A Home-Grown Victory in the Capital
In the luminous halls of central Brazzaville, the air was pierced by applause as Roger Mankindou, Miveck Rhignanga, Lutther Mabiala, Davy Madassou and Amadou Samanke lifted the inaugural trophy of the Lissolo Challenge. The five teammates, competing under the banner “Winner Premier”, each walked away with 50,000 FCFA, a modest sum in accounting terms yet a powerful symbol of the country’s nascent creative economy. Their success was not achieved on a football pitch but around a board that maps the Republic of Congo in all its linguistic, ethnographic and economic contours: Lissolo 2.0.
“If our youth wish to learn the nation’s history, they can simply sit at the table and play,” urged team captain Roger Mankindou immediately after the final round. His call resonated through a youthful audience that oscillated between e-sports and smartphone apps yet paused, on this occasion, to embrace an analogue adventure conceived and produced on Congolese soil.
Lissolo 2.0: From Family Table to Cultural Catalyst
Designer Kris Brochec, who also curated the broader ‘Lissolo Days’, described the project as “a collaborative, participatory family adventure that forges community.” In her view, the game performs a dual function: entertainment and transmission of heritage. Players travel symbolically from the rainforests of the Sangha to the vibrant markets of Pointe-Noire, answering questions or performing tasks that unlock layers of collective memory.
Project manager Hugues Wilson contextualised the mechanics: by weaving geography, proverbs, milestones of political history and snapshots of today’s socio-economic landscape, Lissolo 2.0 animates the classroom without feeling pedagogical. The Challenge, Wilson added, was envisioned as an intergenerational bridge where grandparents, parents and adolescents negotiate strategy together, thereby normalising dialogue that often struggles to cross age boundaries.
Creative Industries and the Promise of Local Content
The Ministry of Culture has repeatedly underscored the strategic value of Congolese intellectual property in diversifying an economy historically reliant on hydrocarbons.

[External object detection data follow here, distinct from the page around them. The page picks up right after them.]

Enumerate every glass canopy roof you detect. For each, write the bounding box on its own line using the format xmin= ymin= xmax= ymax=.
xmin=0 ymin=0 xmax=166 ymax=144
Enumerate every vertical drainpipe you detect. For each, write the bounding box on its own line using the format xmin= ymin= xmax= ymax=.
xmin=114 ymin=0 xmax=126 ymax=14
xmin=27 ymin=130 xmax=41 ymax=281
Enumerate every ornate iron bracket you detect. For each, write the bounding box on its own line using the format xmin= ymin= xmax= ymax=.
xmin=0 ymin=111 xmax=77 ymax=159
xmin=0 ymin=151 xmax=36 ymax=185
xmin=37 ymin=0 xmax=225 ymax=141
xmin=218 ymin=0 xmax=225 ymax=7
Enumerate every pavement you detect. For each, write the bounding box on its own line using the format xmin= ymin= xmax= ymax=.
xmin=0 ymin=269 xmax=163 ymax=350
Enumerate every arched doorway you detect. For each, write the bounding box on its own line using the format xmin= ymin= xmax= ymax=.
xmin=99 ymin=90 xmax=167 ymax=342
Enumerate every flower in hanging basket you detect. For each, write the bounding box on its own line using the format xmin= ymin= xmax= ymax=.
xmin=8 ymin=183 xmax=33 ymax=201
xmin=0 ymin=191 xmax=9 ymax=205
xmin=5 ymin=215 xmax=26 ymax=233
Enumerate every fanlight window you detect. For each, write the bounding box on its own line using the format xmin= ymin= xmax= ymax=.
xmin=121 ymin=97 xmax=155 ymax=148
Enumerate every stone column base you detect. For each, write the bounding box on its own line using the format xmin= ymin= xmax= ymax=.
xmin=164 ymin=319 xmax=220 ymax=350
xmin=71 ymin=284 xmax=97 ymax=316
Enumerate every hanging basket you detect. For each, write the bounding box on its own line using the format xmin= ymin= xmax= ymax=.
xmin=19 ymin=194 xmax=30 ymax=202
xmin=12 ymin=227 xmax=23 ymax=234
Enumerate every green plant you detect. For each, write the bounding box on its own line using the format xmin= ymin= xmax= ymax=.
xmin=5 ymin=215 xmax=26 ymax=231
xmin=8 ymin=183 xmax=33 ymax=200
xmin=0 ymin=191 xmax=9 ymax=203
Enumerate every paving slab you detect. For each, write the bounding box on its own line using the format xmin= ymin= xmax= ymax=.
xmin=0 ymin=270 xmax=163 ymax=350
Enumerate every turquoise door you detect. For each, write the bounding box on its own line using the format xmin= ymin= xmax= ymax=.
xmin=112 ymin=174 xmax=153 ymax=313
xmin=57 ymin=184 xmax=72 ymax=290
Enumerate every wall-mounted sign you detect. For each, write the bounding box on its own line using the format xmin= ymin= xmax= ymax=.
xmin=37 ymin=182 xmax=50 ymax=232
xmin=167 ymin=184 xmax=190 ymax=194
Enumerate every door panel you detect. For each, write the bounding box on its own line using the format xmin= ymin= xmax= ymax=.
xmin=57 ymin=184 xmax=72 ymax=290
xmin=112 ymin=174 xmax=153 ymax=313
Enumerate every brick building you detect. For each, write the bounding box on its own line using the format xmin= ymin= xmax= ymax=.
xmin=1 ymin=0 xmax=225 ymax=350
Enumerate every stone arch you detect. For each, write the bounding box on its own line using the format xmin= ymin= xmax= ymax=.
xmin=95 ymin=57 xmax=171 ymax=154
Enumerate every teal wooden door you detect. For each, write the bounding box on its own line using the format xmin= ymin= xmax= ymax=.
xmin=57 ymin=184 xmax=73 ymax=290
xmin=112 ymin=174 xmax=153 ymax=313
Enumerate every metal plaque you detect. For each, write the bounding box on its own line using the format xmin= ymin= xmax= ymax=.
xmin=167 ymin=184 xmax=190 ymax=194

While no official partnership was announced at this first edition, the presence of ministry observers hinted at a broader policy horizon in which home-grown content such as Lissolo 2.0 could seek fiscal incentives and export corridors within the Central African Economic and Monetary Community.
Economic stakes extend beyond retail sales. Graphic designers, printers, community managers and event planners assembled for the Challenge, providing a tangible illustration of a value chain that keeps revenue circulating locally. For urban youth facing high under-employment, such micro-industries can represent an accessible entry point into entrepreneurship.
Pedagogy, Compliance and Intellectual Property
The educational dimension raises legal questions that the organisers addressed proactively. All historical facts embedded in the game were vetted against publicly available curricula to avoid defamation or politically sensitive inaccuracies. Moreover, trademark registration of “Lissolo” at the African Intellectual Property Organisation safeguards the brand while encouraging responsible franchising.
Local jurists consulted during the preparatory phase emphasised the importance of compliance with the regional competition framework, notably Article 37 of the CEMAC Competition Code, which prevents the abuse of a dominant position in cultural markets. By opening tournament slots to independent teams, the organisers demonstrated an early commitment to transparent governance.
Soft Power and the Road Ahead
Congo-Brazzaville has long projected its cultural identity through music and literature; a board game may appear modest by comparison. Yet the resonant success of the Lissolo Challenge suggests a new vector of soft power situated at the crossroads of ludic design and public diplomacy. Plans are already being sketched for a sub-regional circuit that could take the competition to Yaoundé, Libreville and Bangui, carrying with it an image of Congolese creativity nourished, not diminished, by digital modernity.
For the five champions, the immediate future involves mentoring secondary-school clubs eager to master the Lissolo strategy. For the wider community, the event stands as a reminder that cultural innovation need not rely exclusively on imported formats. In revisiting local narratives with contemporary flair, Lissolo 2.0 positions leisure as a civic act: to play, in this context, is also to remember, to learn and to belong.